La protonterapia offre un livello di controllo del cancro alla prostata equivalente alla radioterapia convenzionale, come l'IMRT. Il suo vantaggio principale è la precisione superiore, che elimina le dosi di uscita delle radiazioni. Ciò protegge la vescica e il retto, riducendo il rischio di gravi effetti collaterali dal 28% della terapia tradizionale al 12%.
- Precisione sull'impatto tumorale: Il sistema Proteus ONE scansiona i tumori per fornire dosi di radiazioni personalizzate.
- Protezione degli organi: I portali rotanti a 220 gradi mirano ai tessuti prostatici, risparmiando l'intestino circostante.
- Sicurezza ormonale: A differenza di alcuni tipi di radiazioni fotoniche, i fasci di protoni non influenzano in modo significativo i livelli di testosterone.
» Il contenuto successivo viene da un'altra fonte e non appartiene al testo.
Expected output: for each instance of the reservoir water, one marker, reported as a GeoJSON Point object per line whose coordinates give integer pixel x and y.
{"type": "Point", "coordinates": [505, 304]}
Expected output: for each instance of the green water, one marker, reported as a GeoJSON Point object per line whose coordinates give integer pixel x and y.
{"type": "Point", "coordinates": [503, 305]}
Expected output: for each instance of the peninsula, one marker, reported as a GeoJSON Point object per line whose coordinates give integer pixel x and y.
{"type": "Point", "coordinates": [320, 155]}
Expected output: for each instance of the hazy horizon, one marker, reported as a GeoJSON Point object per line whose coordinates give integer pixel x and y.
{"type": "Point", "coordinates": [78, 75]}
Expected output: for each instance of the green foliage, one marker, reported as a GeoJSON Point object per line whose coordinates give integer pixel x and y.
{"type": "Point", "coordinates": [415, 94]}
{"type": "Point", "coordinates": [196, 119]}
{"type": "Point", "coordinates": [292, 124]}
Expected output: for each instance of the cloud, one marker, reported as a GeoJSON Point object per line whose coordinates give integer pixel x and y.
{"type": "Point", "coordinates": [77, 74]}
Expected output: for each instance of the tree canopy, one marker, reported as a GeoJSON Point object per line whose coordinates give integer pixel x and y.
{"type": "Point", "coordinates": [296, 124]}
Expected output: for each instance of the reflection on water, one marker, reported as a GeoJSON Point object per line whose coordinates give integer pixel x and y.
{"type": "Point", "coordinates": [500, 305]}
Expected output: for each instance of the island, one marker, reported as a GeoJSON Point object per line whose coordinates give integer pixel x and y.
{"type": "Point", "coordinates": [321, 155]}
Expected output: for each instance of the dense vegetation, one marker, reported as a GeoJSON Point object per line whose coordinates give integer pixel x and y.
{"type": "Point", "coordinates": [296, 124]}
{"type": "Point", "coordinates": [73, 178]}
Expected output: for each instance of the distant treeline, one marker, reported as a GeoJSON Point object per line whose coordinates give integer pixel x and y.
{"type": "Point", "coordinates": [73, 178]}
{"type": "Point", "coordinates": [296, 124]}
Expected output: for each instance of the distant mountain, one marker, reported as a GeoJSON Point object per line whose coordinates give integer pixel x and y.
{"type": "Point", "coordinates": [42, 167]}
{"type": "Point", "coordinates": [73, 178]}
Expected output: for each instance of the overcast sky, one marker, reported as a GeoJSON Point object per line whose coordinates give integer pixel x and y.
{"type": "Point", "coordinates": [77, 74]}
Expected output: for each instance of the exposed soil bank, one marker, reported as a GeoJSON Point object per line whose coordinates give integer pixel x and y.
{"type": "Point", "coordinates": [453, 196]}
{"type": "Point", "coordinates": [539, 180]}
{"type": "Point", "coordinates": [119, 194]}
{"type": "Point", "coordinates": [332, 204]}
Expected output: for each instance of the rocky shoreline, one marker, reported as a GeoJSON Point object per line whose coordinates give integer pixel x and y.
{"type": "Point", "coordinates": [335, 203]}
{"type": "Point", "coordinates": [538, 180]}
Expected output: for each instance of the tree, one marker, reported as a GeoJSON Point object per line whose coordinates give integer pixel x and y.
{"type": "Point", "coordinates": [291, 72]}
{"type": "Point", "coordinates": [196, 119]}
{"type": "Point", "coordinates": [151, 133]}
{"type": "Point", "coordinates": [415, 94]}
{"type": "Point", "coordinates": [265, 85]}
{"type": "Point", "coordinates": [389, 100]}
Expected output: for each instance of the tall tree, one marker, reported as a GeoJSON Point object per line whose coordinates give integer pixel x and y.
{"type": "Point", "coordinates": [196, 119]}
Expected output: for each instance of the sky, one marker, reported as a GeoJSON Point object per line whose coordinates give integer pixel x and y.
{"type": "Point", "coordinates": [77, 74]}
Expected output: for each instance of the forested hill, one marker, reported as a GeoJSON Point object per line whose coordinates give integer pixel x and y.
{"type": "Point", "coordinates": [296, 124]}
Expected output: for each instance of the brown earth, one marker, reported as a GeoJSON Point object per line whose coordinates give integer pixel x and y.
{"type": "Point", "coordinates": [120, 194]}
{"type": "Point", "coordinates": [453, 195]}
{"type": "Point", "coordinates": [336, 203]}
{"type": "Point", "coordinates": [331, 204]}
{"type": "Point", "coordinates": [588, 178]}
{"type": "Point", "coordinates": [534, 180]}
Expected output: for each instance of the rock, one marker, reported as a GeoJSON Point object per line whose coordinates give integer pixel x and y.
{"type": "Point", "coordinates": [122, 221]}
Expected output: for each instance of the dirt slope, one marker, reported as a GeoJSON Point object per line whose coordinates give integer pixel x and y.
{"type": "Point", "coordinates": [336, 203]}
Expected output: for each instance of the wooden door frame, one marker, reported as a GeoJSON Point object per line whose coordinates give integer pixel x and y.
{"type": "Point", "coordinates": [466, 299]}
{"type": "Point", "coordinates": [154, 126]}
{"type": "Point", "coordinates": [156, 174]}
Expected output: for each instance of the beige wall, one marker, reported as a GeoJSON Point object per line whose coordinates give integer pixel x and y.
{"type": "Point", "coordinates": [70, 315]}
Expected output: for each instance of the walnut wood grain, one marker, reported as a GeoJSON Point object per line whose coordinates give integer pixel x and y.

- Frequenza del trattamento: I pazienti effettuano visite ambulatoriali giornaliere per diverse settimane senza ricovero ospedaliero.
Opinione dell'esperto Bookimed: I principali centri di protonterapia in Spagna, come Quironsalud Madrid, servono 450 pazienti all'anno utilizzando una singola sala multifunzionale. Questo elevato volume indica che l'efficienza clinica aiuta a mantenere i tempi di attesa a livelli inferiori rispetto ad altri centri europei. I pazienti scelgono spesso questo metodo invece della brachiterapia per evitare procedure invasive, nonostante il viaggio giornaliero più lungo per il trattamento.
Consenso dei pazienti: I pazienti apprezzano il modo in cui la protonterapia consente di evitare la dose di uscita per proteggere i tessuti sani. Molti sottolineano che, sebbene richieda più visite giornaliere rispetto alla brachiterapia, la natura non invasiva e la minore tossicità valgono lo sforzo.